Casse-tête européen sur les voitures thermiques : la Commission divisée sur ce qu’est vraiment un carburant « neutre en CO2 »

Il faut sauver les voitures à diesel et à essence : tel est le souhait de la Commission européenne, qui a revu en mars dernier sa volonté d’interdire la vente des véhicules neufs à moteur thermique à partir de 2035. Pour assurer son rétropédalage, l’exécutif européen veut s’appuyer sur les carburants de synthèse : un nouveau casse-tête en vue.

Flashback : En mars dernier, l’Allemagne avait pris tout le monde par surprise en s’opposant à l’interdiction pure et simple de la vente de voitures neuves à moteur diesel ou essence à partir de 2035.

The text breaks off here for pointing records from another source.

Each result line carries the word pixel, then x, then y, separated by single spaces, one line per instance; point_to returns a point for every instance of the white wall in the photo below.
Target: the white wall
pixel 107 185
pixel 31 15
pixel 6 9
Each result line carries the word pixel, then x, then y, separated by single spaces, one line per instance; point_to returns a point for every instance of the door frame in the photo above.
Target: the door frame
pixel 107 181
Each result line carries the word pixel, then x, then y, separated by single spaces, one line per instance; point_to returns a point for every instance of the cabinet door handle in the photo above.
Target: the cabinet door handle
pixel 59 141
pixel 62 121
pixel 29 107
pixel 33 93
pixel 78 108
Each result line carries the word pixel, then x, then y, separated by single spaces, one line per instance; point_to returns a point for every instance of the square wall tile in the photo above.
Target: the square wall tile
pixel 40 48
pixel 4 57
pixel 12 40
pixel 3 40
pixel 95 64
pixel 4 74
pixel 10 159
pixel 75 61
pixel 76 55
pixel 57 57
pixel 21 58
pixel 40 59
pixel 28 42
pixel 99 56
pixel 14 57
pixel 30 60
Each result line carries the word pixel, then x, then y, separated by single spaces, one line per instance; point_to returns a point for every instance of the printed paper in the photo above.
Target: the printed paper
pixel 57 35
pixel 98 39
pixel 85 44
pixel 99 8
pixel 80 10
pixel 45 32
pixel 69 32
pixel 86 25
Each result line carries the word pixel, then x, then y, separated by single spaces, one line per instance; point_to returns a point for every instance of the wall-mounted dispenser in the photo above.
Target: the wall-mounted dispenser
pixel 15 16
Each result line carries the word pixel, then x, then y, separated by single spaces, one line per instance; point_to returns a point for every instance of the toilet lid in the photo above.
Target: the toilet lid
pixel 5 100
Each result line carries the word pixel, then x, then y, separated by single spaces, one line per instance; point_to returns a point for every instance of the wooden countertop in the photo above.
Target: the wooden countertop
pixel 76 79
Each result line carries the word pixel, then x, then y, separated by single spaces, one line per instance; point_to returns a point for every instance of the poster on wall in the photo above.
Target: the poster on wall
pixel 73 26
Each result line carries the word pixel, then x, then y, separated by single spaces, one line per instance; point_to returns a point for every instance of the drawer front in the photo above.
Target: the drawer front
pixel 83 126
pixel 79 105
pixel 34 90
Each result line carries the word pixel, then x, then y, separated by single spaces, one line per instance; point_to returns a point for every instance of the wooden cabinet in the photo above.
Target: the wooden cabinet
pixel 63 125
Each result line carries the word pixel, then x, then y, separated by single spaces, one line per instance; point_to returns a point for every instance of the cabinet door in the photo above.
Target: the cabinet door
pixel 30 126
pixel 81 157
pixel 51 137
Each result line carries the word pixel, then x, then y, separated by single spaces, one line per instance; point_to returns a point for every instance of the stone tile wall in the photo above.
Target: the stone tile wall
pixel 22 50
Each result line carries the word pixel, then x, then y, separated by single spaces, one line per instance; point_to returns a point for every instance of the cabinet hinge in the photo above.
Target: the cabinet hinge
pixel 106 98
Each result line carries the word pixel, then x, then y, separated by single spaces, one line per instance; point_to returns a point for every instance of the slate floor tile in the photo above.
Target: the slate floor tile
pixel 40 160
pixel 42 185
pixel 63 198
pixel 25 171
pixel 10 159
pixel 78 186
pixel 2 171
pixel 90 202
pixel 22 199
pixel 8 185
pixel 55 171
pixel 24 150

  • Berlin a retourné sa veste en dernière minute, alors que le texte avait déjà été approuvé par les eurodéputés – mais pas encore entériné.
  • Finalement, nos voisins allemands – dont l’industrie dépend fortement de l’automobile – ont obtenu gain de cause et fait plier la Commission.
  • L’accord porte sur l’utilisation future des carburants de synthèse, une technologie encore balbutiante qui consiste à transformer le CO2 émis par les industries en hydrocarbures, des composés chimiques utilisés comme carburants. Ces « e-carburants » sont produits avec de l’électricité renouvelable.
  • « Les véhicules équipés d’un moteur à combustion pourront être immatriculés après 2035 s’ils utilisent exclusivement des carburants neutres en termes d’émissions de CO2 », s’était félicité le ministre allemand des Transports, Volker Wissing.

Zoom avant : La Commission européenne est désormais divisée sur la façon de définir ces carburants “neutres en CO2”.

  • Selon des documents internes consultés par Euractiv, la direction générale chargée du marché intérieur (DG GROW) et la direction générale chargée de l’action climatique (DG CLIMA) s’opposent sur le niveau d’ambition climatique à exiger de ces carburants.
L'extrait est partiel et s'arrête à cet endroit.